I think it awesome super interested!
I was poking around some repo's and your file format caught my eye. I have done some work trying to push a reimplementation of tar in rust with uutils to very little avail. That effort has forced me to learn more about tar and archiving than I really ever wanted to know. One of the major pain points and fragile things about tar and the tar format is the header. So much logic and parsing considerations have to go into play to ensure backwards compatibility it really dominates a lot of libraries and standards discussions.
I really like the flexibility of appending the needed information to the end of an archive or metadata file because as long as the backwards compatibility can handle the feature set you won't ever be bound by the initial header size limit decision. The trailer can just handle all future modifications.
The only reason a tar header is the way it is, is because that tar was written for tape drives where sequential access was the only way to do things so it needed to be at the beginning of the tape. The reason it has stuck around is because it is so widely supported and free. It is also a very simple format on its surface.
Which is why I think the box format could be a spiritual successor to tar.
So enough exposition, I think moving everything besides the magic and pointer to the trailer would eliminate any potential growing pains that riddle tar. In essence have the trailer contain the header information, feature flags, versioning, archive attributes, etc.
In order to do any operation the meta for the entries is contained in the trailer already, so the archive meta which the header contained would be already be local to that operation. This way the format is free to add flags and versioning without any fear of running into entry space issues after the first 32 bytes. The header would never change so the trailer is free to change.

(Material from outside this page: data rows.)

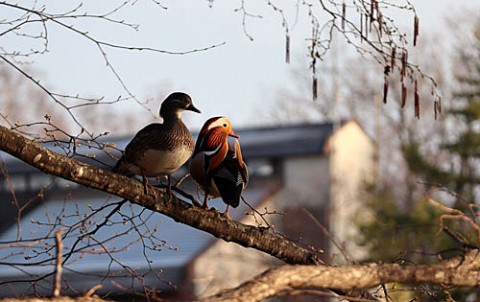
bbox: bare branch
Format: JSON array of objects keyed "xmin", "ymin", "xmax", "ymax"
[
  {"xmin": 200, "ymin": 250, "xmax": 480, "ymax": 302},
  {"xmin": 0, "ymin": 126, "xmax": 319, "ymax": 264}
]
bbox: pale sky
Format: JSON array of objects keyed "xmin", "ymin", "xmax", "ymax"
[{"xmin": 0, "ymin": 0, "xmax": 480, "ymax": 132}]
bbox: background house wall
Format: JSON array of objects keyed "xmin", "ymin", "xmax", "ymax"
[{"xmin": 326, "ymin": 121, "xmax": 376, "ymax": 262}]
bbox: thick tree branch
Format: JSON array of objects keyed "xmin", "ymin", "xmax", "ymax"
[
  {"xmin": 201, "ymin": 250, "xmax": 480, "ymax": 302},
  {"xmin": 0, "ymin": 126, "xmax": 318, "ymax": 264}
]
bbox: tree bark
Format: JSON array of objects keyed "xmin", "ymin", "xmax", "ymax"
[
  {"xmin": 200, "ymin": 250, "xmax": 480, "ymax": 302},
  {"xmin": 0, "ymin": 126, "xmax": 319, "ymax": 264}
]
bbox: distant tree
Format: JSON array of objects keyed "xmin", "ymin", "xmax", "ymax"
[{"xmin": 359, "ymin": 20, "xmax": 480, "ymax": 301}]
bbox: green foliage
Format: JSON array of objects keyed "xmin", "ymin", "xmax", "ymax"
[{"xmin": 357, "ymin": 186, "xmax": 461, "ymax": 263}]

Preempting the trailer with the version and feature flags would also make the trailer contain the information to interpret the rest of the trailer, like version enum dispatch, or compression loading. Taking advantage of the locality of the options and control flow. I could go on but here is my crayon drawing thoughts of what the structs could look like:
original
post
I know more goes into parsing, reading, and writing with this change, but happy to lend a hand if this idea sounds interesting, or you have other ideas on where you want to go with Box.
I think it awesome super interested!